CAN-Rac explains binational peer reviews as “a tool to promote increasing transparency and accountability in the current commitment of many economies to reform subsidies acting against sustainable development. The process aims to share experiences between countries to identify best practices and challenges and look into subsidy reform,” consistent with G7 and G20 promises to phase out subsidies that are considered economically inefficient. Past peer reviews have been undertaken by United States and China in 2016, and by Germany and Mexico in 2017, and CAN-Rac says a process for Italy and Indonesia is in the works.
Canada’s peer review will be conducted by Finance Minister Bill Morneau and Environment and Climate Minister Catherine McKenna.
The G20 committed to a fossil subsidy phaseout in 2009, and in 2016 Canada agreed to achieve that goal by 2025, Natural Resources Canada notes in a release. “Phasing out inefficient fossil fuel subsidies is an important step in the transition to a low-carbon economy,” the department states. “By conducting a peer review of its inefficient fossil fuel subsidies, Canada is further reaffirming its commitment to climate action and to sustainable economic growth at home and abroad.”
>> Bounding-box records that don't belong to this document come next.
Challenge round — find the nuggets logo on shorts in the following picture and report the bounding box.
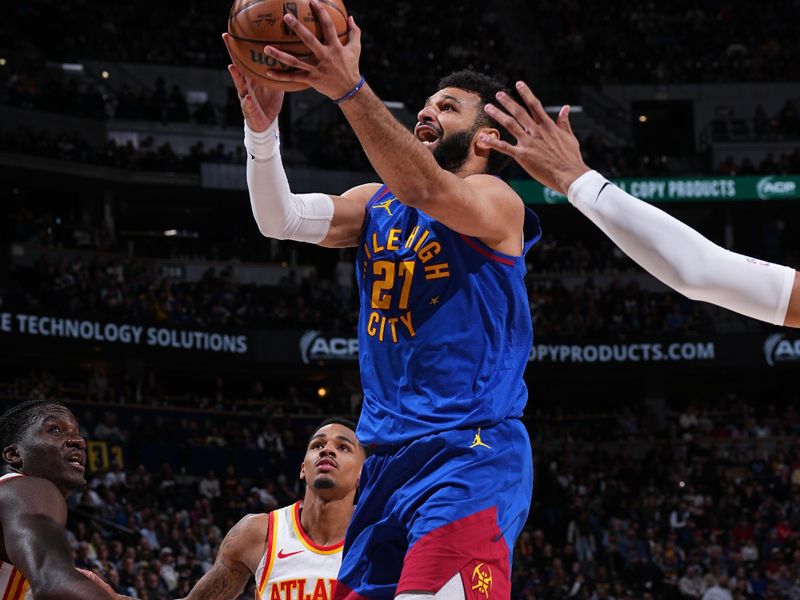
[471,563,492,598]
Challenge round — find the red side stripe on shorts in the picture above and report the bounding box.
[14,573,28,600]
[256,511,277,598]
[3,567,22,600]
[459,233,514,267]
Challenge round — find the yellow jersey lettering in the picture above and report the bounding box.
[372,233,386,254]
[425,263,450,279]
[400,311,416,337]
[372,260,394,310]
[386,229,402,250]
[403,225,419,248]
[397,260,417,310]
[386,317,397,344]
[367,312,381,337]
[378,316,386,342]
[414,229,431,252]
[419,242,442,263]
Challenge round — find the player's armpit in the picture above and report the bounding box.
[319,183,381,248]
[184,514,269,600]
[412,174,525,256]
[783,271,800,327]
[0,500,110,600]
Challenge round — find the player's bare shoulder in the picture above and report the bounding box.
[465,173,525,256]
[220,513,269,573]
[320,183,381,248]
[0,476,67,529]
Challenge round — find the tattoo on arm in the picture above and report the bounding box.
[185,522,251,600]
[186,561,250,600]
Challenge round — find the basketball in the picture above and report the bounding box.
[228,0,347,92]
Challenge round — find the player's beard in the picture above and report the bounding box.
[312,477,336,490]
[433,127,477,173]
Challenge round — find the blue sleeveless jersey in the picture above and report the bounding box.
[356,186,541,446]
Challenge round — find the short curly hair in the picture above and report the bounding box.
[0,400,69,451]
[438,69,516,175]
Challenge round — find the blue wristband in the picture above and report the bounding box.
[333,75,367,104]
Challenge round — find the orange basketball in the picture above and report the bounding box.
[228,0,347,92]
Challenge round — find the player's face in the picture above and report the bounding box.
[300,423,364,498]
[7,406,86,495]
[414,88,482,172]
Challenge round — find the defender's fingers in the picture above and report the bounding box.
[311,0,339,45]
[479,133,517,158]
[483,104,529,140]
[283,13,325,56]
[346,15,361,48]
[267,70,311,85]
[556,104,575,136]
[264,46,315,71]
[228,65,247,100]
[517,81,553,127]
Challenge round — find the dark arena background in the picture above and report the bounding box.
[0,0,800,600]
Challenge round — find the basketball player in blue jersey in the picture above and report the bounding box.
[476,81,800,327]
[0,400,112,600]
[222,2,541,600]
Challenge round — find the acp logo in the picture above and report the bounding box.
[300,329,358,364]
[756,176,797,200]
[764,333,800,367]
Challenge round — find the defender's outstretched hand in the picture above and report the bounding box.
[222,33,283,132]
[264,0,361,100]
[480,81,589,194]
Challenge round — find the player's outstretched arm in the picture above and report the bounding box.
[485,82,800,327]
[264,0,524,254]
[182,515,269,600]
[0,477,113,600]
[222,33,379,247]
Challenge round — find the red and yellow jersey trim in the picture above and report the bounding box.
[0,562,29,600]
[292,500,344,554]
[256,510,278,600]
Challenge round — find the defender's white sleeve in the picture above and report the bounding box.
[567,171,795,325]
[244,120,333,244]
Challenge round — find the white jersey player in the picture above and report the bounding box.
[173,419,365,600]
[484,81,800,327]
Natural Resources Minister Jim Carr said the peer review partnership with Argentina “demonstrates our commitment to ambitious climate and energy policies. Transforming how we make and use energy presents huge economic opportunities for Canada and will result in good, middle class jobs for Canadians and a cleaner planet for future generations.”
“These subsidies distort energy markets, place a strain on public budgets, reduce our energy security, impede investment in clean energy sources, and undermine efforts to deal with the threat of climate change,” said Juan José Aranguren, Argentina’s Minister of Energy and Mining.
“The peer review with Canada contributes to make subsidies more efficient and direct them to those who really need it,” he added. “Likewise, we aim to diversify our energy matrix by adding more renewable energies, a source of employment and development for all the country and our global contribution to reduce greenhouse emissions.”